Pierwszy sezon Roberta Lewandowskiego w FC Barcelonie był dobry, ale oczywiście mógł być lepszy. Szczególnie duże pole do poprawy znajdziemy na arenie europejskiej, gdzie Barca drugi rok z rzędu odpadła z Ligi Mistrzów już po fazie grupowej. W tym aspekcie potrzebna będzie spora poprawa.
Do następnych rozgrywek Blaugrana przystąpi już jednak bez swoich weteranów, którzy reprezentowali jej barwy od wielu lat. Z klubem po zakończeniu tego sezonu pożegnają się Sergio Busquets i Jordi Alba, a to otwiera drogę m.in.
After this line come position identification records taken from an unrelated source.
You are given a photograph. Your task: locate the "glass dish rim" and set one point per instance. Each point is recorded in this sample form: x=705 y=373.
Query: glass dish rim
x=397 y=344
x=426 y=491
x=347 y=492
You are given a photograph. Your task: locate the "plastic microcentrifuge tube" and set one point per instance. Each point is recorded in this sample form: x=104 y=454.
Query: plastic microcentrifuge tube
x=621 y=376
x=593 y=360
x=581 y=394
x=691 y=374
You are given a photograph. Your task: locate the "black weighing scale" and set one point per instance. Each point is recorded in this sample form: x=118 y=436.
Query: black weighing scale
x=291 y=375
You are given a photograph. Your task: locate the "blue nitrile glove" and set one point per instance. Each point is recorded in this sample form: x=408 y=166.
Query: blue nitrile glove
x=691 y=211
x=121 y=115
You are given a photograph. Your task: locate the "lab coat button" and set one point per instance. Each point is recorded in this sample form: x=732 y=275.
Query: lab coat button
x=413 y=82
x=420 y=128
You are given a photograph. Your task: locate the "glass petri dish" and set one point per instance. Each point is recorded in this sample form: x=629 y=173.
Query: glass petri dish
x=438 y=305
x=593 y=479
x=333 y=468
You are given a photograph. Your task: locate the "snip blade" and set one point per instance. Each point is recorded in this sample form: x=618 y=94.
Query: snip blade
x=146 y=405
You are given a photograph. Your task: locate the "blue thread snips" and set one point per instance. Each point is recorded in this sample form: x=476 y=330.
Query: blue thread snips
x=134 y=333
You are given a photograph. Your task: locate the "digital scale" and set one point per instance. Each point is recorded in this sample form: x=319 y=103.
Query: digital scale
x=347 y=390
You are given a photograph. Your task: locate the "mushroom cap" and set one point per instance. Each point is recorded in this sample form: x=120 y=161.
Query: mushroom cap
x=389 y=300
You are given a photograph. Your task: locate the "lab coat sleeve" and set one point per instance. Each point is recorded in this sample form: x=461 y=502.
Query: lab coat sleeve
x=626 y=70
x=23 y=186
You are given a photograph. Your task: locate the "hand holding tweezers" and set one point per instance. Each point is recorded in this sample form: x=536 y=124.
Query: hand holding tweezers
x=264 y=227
Lewandowskiemu do naprawdę sporego wyróżnienia.
Z informacji podanych przez Javiego Miguela z dziennika "AS" wynika, że Polski napastnik zostanie włączony do grona kapitanów zespołu. Oprócz "Lewego" do grona czterech liderów drużyny dołączy również Ronald Araujo.
Obaj ci zawodnicy uzupełnią kwartet, w którym już znajdują się Sergi Roberto i Marc-Andre ter Stegen. Ci dwaj są już w gronie kapitanów w trakcie bieżących rozgrywek i również pozostaną w nim na następne kilkanaście miesięcy. Zatem Lewandowski najprawdopodobniej będzie trzeci lub czwarty w kolejce do opaski kapitańskiej.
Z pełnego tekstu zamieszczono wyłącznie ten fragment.